The answer is yes, and in fact one can even reduce to the decision problem of linear inequalities feasibility!
We are as input given a LP instance P:
$\max c^Tx\ \text{s.t.}\ Ax \leq b\ ;\ x\geq 0$.
We furthermore have access to an oracle that given a system of inequalities $S=\{Bz \leq d\}$ returns yes/no, whether the system is feasible.
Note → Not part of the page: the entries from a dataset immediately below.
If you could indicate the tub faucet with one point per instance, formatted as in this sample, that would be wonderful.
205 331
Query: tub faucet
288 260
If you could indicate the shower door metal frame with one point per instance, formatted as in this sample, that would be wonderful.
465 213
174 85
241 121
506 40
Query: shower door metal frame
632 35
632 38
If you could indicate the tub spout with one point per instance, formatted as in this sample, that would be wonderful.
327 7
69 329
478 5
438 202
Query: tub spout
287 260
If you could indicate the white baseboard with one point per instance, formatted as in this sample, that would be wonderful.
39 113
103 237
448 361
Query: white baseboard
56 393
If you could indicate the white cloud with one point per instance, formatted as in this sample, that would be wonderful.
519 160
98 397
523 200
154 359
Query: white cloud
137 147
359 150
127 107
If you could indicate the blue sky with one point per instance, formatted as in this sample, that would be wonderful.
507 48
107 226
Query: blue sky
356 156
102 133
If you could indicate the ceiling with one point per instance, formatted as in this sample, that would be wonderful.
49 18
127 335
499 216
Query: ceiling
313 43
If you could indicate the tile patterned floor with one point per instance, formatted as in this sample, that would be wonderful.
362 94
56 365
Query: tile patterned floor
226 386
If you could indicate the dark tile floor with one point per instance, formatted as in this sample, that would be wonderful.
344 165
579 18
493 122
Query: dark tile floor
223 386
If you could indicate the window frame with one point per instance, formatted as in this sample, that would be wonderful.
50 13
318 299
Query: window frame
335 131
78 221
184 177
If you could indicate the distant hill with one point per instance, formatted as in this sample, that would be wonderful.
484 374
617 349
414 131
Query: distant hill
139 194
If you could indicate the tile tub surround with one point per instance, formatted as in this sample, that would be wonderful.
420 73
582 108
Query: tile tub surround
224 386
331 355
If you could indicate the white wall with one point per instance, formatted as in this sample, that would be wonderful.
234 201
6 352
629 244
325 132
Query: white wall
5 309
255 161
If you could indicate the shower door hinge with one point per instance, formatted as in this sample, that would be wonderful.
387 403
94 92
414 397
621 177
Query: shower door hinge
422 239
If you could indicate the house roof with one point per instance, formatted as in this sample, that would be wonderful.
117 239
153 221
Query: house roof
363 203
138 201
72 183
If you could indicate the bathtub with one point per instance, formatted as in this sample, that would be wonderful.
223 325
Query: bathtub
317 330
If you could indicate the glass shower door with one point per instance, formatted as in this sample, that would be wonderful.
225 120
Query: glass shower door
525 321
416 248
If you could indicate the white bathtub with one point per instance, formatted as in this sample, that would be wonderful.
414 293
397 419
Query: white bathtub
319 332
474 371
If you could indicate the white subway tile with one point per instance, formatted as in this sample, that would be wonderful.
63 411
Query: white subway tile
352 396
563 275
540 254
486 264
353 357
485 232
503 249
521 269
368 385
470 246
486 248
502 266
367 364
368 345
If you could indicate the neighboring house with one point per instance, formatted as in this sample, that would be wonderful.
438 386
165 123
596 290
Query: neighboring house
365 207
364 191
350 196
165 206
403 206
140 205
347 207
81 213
The reduction now proceeds as follows:
- Test if $S_1=\{Ax \leq b\ ;\ x \geq 0\}$ is feasible. If not, we can report that P is INFEASIBLE.
- Form the dual program D: $\min b^Ty\ \text{s.t.}\ A^Ty \geq c\ ;\ y \geq 0$.
- Test if $S_2=\{Ax \leq b\ ;\ x\geq 0\ ;\ A^Ty\geq c\ ;\ y\geq0 \ ;\ b^Ty \leq c^Tx\}$ is feasible. If not, we can report that P is UNBOUNDED.
- Iterate over the inequalities of $S_1$ and try to add them one-by-one as equalities (i.e. add the reverse inequality) to the system $S_2$. If the system remains feasible we keep the constraint in $S_2$, and otherwise remove it again. Let $S_3$ be the system of constraints (linear equalities) that gets added in this way. The system $S_3$ will now completely determine an optimal basic solution to P.
- Using Gaussian Elimination on the system $S_3$ compute an optimal solution $x$ to P.